Cécile Dufay, galeriste. Galerie Cecile Dufay. Paris 

Pour Charlotte L’Harmeroult le baiser est un vécu pléthorique qu’elle n’a de cesse de rechercher et de transfigurer dans son travail. Il cristallise les passions. Il est une réalité filante qui, une fois déposé, jouit d’une existence éthérée qui ne garde pour trace que l’emprunte qu’il laisse dans le coeur des êtres. Le travail de cette artiste se concentre à rendre l’invisibilité du baiser, visible.

Le contact avec la bouche se pratique pour des raisons sociales et sentimentales. Utiliser avec tact et respect des règles de l’amour et du vivre ensemble, le contact labiale est un geste qui dépose l’ordre. L’intensité avec laquelle Charlotte L’Harmeroult pratique le baiser, propage une déflagration sur le terrain des rites sociaux balisés liés au contact des lèvres et les fait éclater.

L’organe de la bouche lui permet d’accéder à une liberté émotionnelle qui vient s’incarner lors d’une performance ou bien à la surface d’une toile. L’artiste crée tantôt de l’amour tantôt de la transgression passionnelle.
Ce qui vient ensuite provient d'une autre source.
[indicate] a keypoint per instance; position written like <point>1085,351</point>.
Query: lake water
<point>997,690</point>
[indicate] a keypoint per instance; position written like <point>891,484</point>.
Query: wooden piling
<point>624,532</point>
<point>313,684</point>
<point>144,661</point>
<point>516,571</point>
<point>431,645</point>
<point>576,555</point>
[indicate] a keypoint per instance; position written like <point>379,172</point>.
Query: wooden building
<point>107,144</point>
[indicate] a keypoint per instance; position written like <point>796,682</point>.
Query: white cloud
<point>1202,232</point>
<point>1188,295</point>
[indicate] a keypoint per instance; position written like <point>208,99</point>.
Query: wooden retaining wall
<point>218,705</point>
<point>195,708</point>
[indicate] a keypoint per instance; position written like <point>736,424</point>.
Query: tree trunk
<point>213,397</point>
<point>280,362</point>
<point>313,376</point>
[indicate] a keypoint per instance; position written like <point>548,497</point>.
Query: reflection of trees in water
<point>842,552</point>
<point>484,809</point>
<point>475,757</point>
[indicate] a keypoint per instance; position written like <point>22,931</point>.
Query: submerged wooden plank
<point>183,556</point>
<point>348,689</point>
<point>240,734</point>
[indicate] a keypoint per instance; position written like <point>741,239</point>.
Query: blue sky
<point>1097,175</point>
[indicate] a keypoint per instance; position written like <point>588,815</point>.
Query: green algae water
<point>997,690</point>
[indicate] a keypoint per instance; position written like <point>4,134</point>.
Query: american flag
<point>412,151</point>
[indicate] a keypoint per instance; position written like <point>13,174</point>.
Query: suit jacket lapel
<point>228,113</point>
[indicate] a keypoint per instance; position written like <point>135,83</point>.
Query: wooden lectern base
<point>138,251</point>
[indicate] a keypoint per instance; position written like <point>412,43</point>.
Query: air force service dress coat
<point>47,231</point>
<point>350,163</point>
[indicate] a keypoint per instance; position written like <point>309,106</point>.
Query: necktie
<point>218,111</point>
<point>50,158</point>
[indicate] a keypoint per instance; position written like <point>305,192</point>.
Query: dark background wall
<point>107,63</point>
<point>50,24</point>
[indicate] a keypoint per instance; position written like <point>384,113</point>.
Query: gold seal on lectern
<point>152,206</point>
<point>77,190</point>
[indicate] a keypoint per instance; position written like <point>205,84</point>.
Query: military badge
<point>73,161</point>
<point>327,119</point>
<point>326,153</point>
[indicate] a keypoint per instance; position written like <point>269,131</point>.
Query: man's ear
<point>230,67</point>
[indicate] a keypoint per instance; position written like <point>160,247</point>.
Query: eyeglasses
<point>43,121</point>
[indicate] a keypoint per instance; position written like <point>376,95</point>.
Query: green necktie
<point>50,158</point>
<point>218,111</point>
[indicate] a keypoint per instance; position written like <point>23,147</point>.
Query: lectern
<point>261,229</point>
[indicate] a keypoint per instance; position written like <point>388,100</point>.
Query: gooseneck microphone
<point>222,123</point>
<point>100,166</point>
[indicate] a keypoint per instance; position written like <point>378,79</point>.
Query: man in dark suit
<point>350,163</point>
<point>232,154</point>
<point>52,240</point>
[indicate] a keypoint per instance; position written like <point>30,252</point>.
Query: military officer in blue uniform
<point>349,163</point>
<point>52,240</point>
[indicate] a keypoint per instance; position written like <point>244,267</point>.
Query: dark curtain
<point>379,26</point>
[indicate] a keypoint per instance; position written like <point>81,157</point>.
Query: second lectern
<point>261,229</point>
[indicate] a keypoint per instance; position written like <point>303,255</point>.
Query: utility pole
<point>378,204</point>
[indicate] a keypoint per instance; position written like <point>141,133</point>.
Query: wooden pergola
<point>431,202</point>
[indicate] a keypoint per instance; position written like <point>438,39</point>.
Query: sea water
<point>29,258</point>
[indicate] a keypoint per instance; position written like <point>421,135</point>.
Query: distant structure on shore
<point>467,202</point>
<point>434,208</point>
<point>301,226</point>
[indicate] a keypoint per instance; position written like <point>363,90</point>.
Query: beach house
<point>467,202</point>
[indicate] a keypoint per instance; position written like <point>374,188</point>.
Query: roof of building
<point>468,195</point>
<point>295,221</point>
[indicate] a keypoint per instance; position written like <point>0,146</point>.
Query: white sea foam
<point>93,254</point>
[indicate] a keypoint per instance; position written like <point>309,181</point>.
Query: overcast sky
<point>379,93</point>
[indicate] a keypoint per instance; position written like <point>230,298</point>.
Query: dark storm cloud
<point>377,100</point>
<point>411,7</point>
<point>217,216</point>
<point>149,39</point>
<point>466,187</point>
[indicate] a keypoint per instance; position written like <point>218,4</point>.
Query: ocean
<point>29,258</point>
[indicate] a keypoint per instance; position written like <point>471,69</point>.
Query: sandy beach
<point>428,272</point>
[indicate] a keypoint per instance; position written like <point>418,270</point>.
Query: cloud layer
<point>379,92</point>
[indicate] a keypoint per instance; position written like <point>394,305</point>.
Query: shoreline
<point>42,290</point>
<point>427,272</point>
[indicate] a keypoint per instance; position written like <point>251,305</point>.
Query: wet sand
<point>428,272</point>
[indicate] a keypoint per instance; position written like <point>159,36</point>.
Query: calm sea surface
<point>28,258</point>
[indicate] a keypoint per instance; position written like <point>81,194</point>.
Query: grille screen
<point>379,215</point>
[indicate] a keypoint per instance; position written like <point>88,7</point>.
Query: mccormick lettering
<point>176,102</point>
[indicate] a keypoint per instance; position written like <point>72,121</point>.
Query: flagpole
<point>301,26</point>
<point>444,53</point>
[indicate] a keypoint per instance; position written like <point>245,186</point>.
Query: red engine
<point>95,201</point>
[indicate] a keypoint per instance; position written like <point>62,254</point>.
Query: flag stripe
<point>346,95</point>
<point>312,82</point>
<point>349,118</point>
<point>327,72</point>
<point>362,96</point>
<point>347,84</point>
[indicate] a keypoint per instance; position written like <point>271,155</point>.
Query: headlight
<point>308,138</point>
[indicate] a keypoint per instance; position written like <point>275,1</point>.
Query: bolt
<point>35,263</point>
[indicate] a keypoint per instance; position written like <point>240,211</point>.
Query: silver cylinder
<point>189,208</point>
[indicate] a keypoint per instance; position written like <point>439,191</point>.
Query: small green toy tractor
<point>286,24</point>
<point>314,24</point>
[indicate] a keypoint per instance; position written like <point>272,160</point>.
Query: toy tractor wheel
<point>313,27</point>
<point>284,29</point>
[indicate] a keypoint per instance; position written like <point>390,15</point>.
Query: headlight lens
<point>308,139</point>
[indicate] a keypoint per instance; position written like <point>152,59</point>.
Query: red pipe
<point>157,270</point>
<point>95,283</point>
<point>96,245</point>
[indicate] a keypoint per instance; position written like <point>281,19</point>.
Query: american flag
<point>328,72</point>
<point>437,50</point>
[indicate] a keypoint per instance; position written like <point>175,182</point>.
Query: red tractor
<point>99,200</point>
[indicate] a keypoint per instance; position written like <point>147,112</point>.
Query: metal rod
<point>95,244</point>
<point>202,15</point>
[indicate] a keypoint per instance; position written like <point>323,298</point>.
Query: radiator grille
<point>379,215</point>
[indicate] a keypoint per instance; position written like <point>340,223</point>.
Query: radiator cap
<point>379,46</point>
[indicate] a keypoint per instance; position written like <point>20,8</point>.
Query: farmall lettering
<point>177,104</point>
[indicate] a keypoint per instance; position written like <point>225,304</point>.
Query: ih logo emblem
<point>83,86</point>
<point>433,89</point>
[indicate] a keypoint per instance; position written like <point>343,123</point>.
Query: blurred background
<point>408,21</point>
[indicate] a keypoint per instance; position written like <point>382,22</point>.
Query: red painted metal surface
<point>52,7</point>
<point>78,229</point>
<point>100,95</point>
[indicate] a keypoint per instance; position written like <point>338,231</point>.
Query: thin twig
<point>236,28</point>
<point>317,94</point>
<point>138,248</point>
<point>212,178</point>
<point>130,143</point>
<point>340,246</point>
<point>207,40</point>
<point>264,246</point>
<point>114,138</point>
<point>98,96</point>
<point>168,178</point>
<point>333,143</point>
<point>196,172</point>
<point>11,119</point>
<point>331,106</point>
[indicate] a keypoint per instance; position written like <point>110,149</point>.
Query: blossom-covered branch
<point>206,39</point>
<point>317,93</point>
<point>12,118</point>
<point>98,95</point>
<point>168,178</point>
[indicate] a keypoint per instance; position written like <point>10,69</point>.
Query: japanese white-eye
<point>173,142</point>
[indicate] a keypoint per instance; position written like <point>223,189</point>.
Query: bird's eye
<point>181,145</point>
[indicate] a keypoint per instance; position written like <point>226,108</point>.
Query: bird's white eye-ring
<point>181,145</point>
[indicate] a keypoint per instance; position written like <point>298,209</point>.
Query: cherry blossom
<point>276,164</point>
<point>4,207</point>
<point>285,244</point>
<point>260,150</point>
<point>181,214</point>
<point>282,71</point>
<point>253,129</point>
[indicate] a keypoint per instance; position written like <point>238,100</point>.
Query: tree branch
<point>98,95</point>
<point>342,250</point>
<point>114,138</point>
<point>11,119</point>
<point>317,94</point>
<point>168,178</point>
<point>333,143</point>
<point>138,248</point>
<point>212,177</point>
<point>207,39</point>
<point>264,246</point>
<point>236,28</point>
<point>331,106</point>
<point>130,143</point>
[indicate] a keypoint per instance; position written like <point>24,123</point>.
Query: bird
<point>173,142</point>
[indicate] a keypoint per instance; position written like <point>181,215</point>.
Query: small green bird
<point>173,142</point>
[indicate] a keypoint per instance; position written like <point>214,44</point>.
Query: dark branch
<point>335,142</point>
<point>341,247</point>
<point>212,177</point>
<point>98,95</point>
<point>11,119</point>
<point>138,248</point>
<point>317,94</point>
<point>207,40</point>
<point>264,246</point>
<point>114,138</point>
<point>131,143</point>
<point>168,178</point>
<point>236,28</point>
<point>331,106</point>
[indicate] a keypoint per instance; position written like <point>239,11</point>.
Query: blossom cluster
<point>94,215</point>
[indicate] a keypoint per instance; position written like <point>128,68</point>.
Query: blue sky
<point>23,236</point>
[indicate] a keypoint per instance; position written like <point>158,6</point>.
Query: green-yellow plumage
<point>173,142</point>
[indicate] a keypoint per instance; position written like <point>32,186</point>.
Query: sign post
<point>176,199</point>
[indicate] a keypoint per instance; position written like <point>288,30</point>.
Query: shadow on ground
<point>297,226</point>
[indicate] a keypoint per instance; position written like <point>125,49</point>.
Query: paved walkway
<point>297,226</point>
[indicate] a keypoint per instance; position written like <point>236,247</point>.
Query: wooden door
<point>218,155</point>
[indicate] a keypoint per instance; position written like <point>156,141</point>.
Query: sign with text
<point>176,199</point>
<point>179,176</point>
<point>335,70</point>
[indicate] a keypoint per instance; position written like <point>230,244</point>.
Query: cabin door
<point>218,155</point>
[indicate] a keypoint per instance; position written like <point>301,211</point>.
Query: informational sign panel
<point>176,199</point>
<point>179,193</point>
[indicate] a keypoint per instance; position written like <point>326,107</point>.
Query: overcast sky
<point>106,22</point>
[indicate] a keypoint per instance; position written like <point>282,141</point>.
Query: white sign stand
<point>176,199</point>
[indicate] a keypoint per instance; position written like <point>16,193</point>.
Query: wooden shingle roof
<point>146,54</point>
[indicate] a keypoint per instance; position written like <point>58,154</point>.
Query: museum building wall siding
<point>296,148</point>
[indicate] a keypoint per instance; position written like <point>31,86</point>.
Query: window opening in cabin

Ainsi, elle chemine vers une cristallisation des émotions, et une transmission des vérités communiquées à autrui.

Charlotte L’Harmeroult cherche les éléments éthérés de l’existence. Elle fait naître des oeuvres qui étendent la réalité poétique du monde contemporain et exorcisent le dangereux soliloque d’un monde urbain qui ne dialogue plus qu’avec lui-même et reste ainsi aveugle fasse à la richesse de ses existences invisibles et métaphysiques.

Aleksandra Olenka Smilek, commissaire d’exposition.